Creating A Consistent Food Supply

If you’ve managed to secure some land away from the general populace (possibly with a nice strong fence) you might have the luxury of farming. Which is important because being away from civilization means being self-sufficient. Chickens give eggs and eventually meat. Vegetables can be cultivated. Nuts, beans and seeds can be grown and used for all sorts foods and oils. Learning how to cane food will allow you to preserve things for a much longer period of time. The downside of course is, lots of land can mean lots of areas for zombies to dwell and lots of work maintaining that area. Also the difficulty of finding water arises.
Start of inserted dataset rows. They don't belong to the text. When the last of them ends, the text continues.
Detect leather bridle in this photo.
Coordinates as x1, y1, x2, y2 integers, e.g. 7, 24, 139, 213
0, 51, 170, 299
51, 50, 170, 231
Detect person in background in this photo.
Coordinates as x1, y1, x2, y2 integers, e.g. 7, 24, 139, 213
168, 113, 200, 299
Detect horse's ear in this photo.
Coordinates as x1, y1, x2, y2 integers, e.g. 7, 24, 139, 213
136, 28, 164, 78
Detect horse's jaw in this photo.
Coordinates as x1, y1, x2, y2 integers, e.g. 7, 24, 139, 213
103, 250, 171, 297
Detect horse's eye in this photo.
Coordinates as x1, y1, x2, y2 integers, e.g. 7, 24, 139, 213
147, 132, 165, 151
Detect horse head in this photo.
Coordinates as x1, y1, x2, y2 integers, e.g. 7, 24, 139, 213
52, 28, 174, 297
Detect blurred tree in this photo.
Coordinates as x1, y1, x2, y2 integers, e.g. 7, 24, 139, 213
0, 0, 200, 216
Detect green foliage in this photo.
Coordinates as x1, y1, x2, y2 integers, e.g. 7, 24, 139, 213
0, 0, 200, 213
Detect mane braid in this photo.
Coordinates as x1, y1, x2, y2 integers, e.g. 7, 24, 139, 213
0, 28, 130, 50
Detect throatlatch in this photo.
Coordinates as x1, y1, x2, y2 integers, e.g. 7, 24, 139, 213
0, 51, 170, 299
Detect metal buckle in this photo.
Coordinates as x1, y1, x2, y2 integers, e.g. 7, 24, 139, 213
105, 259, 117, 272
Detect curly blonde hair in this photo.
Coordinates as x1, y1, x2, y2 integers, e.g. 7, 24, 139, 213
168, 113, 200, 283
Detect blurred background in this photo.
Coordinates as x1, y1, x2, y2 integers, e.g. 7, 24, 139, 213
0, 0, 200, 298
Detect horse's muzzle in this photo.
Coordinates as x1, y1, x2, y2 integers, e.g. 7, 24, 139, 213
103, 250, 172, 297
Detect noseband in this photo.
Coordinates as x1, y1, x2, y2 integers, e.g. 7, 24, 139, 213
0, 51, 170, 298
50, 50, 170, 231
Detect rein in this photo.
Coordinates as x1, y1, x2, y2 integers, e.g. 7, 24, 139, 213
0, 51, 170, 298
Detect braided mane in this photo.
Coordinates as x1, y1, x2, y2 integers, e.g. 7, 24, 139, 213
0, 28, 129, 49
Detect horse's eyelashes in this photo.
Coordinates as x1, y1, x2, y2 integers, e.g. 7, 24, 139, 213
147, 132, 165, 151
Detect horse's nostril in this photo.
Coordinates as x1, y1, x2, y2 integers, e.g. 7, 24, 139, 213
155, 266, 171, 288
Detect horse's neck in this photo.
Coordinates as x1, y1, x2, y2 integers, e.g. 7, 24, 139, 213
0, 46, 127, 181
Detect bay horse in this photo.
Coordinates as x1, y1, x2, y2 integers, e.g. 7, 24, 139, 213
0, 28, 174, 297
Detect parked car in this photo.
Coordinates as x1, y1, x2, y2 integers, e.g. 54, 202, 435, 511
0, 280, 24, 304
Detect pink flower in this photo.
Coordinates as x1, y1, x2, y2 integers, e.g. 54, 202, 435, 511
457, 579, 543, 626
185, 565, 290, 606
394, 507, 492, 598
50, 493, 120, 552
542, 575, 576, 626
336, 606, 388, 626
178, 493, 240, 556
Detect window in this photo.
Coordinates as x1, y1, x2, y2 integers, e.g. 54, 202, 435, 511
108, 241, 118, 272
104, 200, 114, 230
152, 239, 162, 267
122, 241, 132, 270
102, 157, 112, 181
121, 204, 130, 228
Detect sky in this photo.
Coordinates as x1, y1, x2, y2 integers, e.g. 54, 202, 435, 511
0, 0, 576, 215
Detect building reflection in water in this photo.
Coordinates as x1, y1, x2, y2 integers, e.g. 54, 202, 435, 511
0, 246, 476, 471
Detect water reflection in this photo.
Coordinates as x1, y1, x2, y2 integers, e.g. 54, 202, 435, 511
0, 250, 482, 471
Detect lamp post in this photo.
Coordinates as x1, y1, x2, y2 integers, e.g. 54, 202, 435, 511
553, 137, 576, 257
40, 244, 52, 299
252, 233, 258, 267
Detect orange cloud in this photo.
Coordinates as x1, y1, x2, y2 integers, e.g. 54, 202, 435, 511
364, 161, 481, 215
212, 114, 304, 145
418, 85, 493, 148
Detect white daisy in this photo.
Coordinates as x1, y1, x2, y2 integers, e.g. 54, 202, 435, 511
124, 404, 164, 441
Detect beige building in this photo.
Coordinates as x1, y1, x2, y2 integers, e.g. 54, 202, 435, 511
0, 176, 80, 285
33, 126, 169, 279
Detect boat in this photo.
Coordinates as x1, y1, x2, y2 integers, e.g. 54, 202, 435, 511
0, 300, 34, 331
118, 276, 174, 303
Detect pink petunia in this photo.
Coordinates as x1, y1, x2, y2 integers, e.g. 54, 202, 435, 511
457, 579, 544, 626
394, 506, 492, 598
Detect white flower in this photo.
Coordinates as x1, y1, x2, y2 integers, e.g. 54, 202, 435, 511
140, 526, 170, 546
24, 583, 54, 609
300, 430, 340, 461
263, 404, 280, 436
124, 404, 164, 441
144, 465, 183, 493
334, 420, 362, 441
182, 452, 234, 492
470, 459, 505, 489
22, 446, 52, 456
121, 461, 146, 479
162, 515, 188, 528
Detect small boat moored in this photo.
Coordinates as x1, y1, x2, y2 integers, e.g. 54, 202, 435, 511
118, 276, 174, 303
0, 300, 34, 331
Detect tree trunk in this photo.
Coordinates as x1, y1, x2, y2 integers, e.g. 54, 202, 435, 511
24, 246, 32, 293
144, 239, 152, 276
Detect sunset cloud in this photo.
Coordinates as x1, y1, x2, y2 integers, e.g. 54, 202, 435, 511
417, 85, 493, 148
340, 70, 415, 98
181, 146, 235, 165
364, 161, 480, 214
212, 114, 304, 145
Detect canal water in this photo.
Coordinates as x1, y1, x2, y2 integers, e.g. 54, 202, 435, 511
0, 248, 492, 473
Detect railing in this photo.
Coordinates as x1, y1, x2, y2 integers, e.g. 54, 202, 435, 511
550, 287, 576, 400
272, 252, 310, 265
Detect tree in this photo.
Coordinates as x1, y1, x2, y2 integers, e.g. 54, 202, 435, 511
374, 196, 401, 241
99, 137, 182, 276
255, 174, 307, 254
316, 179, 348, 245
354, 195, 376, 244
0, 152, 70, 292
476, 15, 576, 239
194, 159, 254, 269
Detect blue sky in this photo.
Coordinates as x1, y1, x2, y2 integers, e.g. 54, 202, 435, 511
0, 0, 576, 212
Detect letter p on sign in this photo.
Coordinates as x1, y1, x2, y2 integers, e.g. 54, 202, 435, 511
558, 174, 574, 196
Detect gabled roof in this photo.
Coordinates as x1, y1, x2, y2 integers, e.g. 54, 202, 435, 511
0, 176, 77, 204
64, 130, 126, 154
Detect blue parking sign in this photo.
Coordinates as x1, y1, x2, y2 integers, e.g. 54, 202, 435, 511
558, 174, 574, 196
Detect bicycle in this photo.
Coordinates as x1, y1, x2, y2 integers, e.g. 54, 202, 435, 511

Being stuck in the wilderness can be both a blessing and a curse. Generally it will provide access to a greater range of available foods in a crisis, assuming you know how to hunt. Being on the move means you’re less likely to get caught unaware by zombies. One deer can provide enough meat to last a good while if you know how to properly dress it. Also making yourself aware of the different flora means knowing which planets are edible and which are not (start doing this now, not after the apocalypse). Of course there’s also the downside of having to hunt for you food, only having the resources immediately available to you, finding reliable water on the move, and no real secure shelter from the undead (maybe besides climbing a tree?) or wildlife.

Even in these given scenarios there is a lot of room for variation. The important part is realizing your dietary needs early on and taking steps to make sure you secure a good supply of food.